NEW YORK – Researchers at Decode Genetics (a subsidiary of Amgen), the University of Iceland, and Reykjavik University have conducted a population-scale study of plasma proteins, genomics, and transcriptomics data to create a new resource that could be used to further elucidate disease pathogenesis.
In a study published in Nature Genetics on Thursday, the researchers described genome-wide association studies of plasma protein levels measured with nearly 5,000 aptamers in more than 35,000 Icelanders. They found more than 18,000 associations between sequence variants and plasma protein levels, 19 percent of them with rare variants. Overall, 93 percent of these associations are novel. They also tested plasma protein levels for associations with 373 diseases and other traits and identified 257,490 such links.
Decode researchers conducted a similar proteomics study in June, in which they used proteomic measurements to develop predictors for short- and long-term risk of all-cause mortality. The predictors were able to identify a high-risk group of subjects between 60 and 80 years old, 88 percent of whom died within 10 years, as well as a low-risk group in which 1 percent died within 10 years.

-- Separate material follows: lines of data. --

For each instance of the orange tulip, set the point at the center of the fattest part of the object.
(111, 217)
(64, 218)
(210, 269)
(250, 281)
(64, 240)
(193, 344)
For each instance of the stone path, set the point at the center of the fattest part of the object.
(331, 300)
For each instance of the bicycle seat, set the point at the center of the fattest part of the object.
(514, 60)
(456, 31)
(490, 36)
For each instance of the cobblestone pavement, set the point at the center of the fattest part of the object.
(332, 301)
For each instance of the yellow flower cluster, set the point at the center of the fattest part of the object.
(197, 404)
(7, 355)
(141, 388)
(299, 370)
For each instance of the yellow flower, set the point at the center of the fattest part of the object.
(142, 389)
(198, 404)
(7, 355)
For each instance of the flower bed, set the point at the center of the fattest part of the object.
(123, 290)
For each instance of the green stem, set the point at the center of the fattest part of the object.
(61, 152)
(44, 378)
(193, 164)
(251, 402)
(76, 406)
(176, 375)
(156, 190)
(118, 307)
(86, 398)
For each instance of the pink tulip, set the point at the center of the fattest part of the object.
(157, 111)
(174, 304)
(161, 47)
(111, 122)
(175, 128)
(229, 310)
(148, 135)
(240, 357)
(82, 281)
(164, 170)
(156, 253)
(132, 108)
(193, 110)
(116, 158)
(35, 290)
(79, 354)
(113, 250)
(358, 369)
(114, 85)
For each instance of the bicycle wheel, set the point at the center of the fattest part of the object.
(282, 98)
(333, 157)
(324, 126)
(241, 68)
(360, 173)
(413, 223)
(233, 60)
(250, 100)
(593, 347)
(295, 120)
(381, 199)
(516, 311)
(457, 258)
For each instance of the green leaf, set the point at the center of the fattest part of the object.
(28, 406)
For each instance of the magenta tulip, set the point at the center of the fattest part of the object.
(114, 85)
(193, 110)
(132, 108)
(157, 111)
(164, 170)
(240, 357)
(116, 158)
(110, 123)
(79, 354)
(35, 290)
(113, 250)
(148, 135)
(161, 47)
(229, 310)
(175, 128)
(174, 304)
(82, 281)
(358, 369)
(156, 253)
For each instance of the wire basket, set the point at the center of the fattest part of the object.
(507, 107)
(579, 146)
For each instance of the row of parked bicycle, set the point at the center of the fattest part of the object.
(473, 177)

For their new paper, they integrated protein quantitative trait loci, or pQTL, and genetic associations with diseases and other traits and found that 12 percent of 45,334 lead associations in the GWAS Catalog are with variants that are in high linkage disequilibrium with pQTL. They further identified 938 genes encoding potential drug targets with variants that influence levels of possible biomarkers.
"Proteomics can assist in solving one of the major challenges in genetic studies: to determine what gene is responsible for the effect of a sequence variant on a disease," Decode CEO Kari Stefansson, co-senior author on the paper, said in a statement. "In addition, the proteome provides some measure of time because levels of proteins in blood rise and they fall as a function of time to and from events."
The authors noted that the data can also be used to assist with drug discovery and development.
The researchers measured plasma protein levels with SomaLogic's SomaScan multiplex aptamer assay in 35,559 Icelanders with genotype and phenotype information and analyzed 4,907 aptamers that measured 4,719 proteins. Accounting for multiple testing, the levels of 63 percent of the proteins correlated positively and 18 percent correlated negatively with age, they found. Further, levels of 33 percent of the proteins were higher in men and 23 percent were higher in women.
The investigators then tested 27.2 million variants in the genome for associations with plasma protein levels in their Icelander cohort. They found 18,084 primary, or sentinel, pQTL associations, each representing the most significant association with levels of a protein in a region. Of the 18,084 sentinel pQTL associations, 21 percent had associations with secondary variants in the same region as the sentinel variant and were associated with the same protein based on conditional analysis. Combined, the team found a total of 28,191 sentinel and secondary pQTL associations.
The researchers also used colocalization between pQTL in plasma and expression quantitative trait loci, or eQTL, in different tissues as a means to assess how well plasma protein levels reflected biological processes in different tissues. They found a strong positive correlation between the number of cis eQTL in a tissue and the probability of finding a pQTL in plasma in high linkage disequilibrium with an eQTL in that tissue. Overall, they noted, this indicated that a large fraction of proteins ends up in the blood.
The researchers then tested for associations between protein levels and a set of 373 diseases and other traits and identified 257,490 such links. These can indicate that the altered protein level could be a cause of the disease, a consequence of the disease, or correlate with a disease risk factor without being a cause or a consequence, the researchers said. In this case, the sequence variants associated with protein plasma levels were assessed for their association with a disease and vice versa, and the researchers identified 45,334 lead variant-trait associations in the GWAS Catalog, 5,458 of which were in high linkage disequilibrium with a sentinel variant for at least one pQTL. PQTL data combined with disease and other trait associations can help to identify causal disease genes, they added.
"When the same variant in the sequence is associated with the risk of a disease and the levels of a protein, it may allow for the identification of the causal gene at the locus," the authors concluded. "Furthermore, if other variants in the genome that affect the levels of the protein also affect the risk of the disease, it is likely that the level of the protein plays a role in the pathogenesis of the disease rather than being a consequence of the disease. This is of a great importance, as causal genes at a large number of disease loci are unknown."
They further added that pQTL data can provide information about the direction of the effect, which is important for drug target and biomarker discovery when combined with causal gene identification.